Dan Lembaga Penyiaran dalam pengertian yang berbeda menurut UU Nomor 32 Tahun 2002 adalah media komunikasi massa yang mempunyai peran penting dalam kehidupan sosial, budaya, politik, dan ekonomi, memiliki kebebasan dan tanggung jawab dalam menjalankan fungsinya sebagai media informasi, pendidikan, hiburan, serta kontrol dan perekat sosial.
Konten siaran yang termasuk dalam Etika Regulasi Penyiaran ini adalah program siaran baik isi, kemasan maupun penayangannya. Di Indonesia sendiri, isi atau konten program siaran banyak macamnya. Misalnya siaran berita, hiburan atau lawak, acara anak-anak, olahraga, film, dan masih banyak lagi. Sedangkan kemasan, adalah bagaimana suatu tim kreatif yang bertidak dalam menciptakan konsep program memperlihatkan atau mengemas sebuah program siaran. Misalnya saja, acara berita yang sering kita saksikan di TV One terlihat sangat serius apabila kita bandingkan dengan NET TV justru santai. Lembaga penyiaran sendirilah yang menetapkan konsep keseluruhan dalam program siarannya.

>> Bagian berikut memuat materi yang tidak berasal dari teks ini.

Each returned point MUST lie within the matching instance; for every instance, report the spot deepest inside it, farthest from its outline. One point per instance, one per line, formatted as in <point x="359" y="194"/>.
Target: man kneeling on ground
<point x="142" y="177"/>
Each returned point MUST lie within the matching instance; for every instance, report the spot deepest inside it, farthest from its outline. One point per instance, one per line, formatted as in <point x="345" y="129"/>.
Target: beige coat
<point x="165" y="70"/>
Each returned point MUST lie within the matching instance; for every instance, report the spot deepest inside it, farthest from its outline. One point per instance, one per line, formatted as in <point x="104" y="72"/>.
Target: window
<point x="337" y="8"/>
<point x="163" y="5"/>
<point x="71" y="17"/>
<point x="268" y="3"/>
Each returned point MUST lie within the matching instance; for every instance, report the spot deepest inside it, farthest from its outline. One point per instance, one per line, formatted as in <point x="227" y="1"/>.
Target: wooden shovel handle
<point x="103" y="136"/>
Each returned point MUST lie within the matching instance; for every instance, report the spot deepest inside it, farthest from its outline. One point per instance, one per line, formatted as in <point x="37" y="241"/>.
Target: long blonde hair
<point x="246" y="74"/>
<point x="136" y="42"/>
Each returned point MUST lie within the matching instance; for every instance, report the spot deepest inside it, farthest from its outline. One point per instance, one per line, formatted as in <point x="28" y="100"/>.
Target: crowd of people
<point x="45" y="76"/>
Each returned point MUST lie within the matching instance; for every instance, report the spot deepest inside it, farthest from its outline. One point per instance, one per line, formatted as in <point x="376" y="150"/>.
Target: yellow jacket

Berbicara mengenai penayangan, di Indonesia sendiri waktu penyiaran sebuah program telah di bagi berdasarkan segmentasinya. Misalkan anak-anak di plotkan jam satu siang atau tayangan untuk orang dewasa ditayangkan lebih dari pukul 10 malam. Penayangan yang sudah tersusun ini tidak akan mampu membatasi khalayak yang menonton tayangan tersebut. Bisa saja seorang anak kecil belum tidur hingga pukul 11 malam dan menonton apa yang seharusnya tidak ia tonton.
Kembali lagi soal etika regulasi, untuk menjaga aturan yang diperuntukan bagi lembaga penyiaran adalah Komisi Penyiaran Indonesia (KPI). KPI menurut UU Nomer 32 Tahun 2002 adalah lembaga negara yang bersifat independen yang ada di pusat dan di daerah yang tugas dan wewenangnya diatur dalam Undang-undang ini sebagai wujud peran serta masyarakat di bidang penyiaran. KPI biasanya menerima aduan dari masyarakat mengenai pelanggaran sebuah program siaran. Dan nantinya, keputusan ada di tangan KPI apakah program bersangkutan diberi peringatan, teguran bahkan menonaktifkan penanyangannya.
Tugas KPI ini sangat membutuhkan bantuan dari masyarakat secara luas, karena KPI tidak bisa selalu melihat pelanggaran yang terjadi di sebuah media. Masyarakatlah sebagai khalayak disini harus berperan aktif untuk membentengi diri dan melaporkan apabila ada tayangan yang tidak berkualitas, menyalahi aturan sehingga tidak layak menjadi tontonan. Sehingga dalam program kerja KPI, dengan sukarela KPI siap datang ke perguruan tinggi atau daerah-daerah yang membutuhkan informasi mengenai kelayakan sebuah program siaran. Sekali lagi disini ditekankan, masyarakat tidak harus menjadi bahan pembodohan media Indonesia yang menayangkan tayangan tidak berkualitas.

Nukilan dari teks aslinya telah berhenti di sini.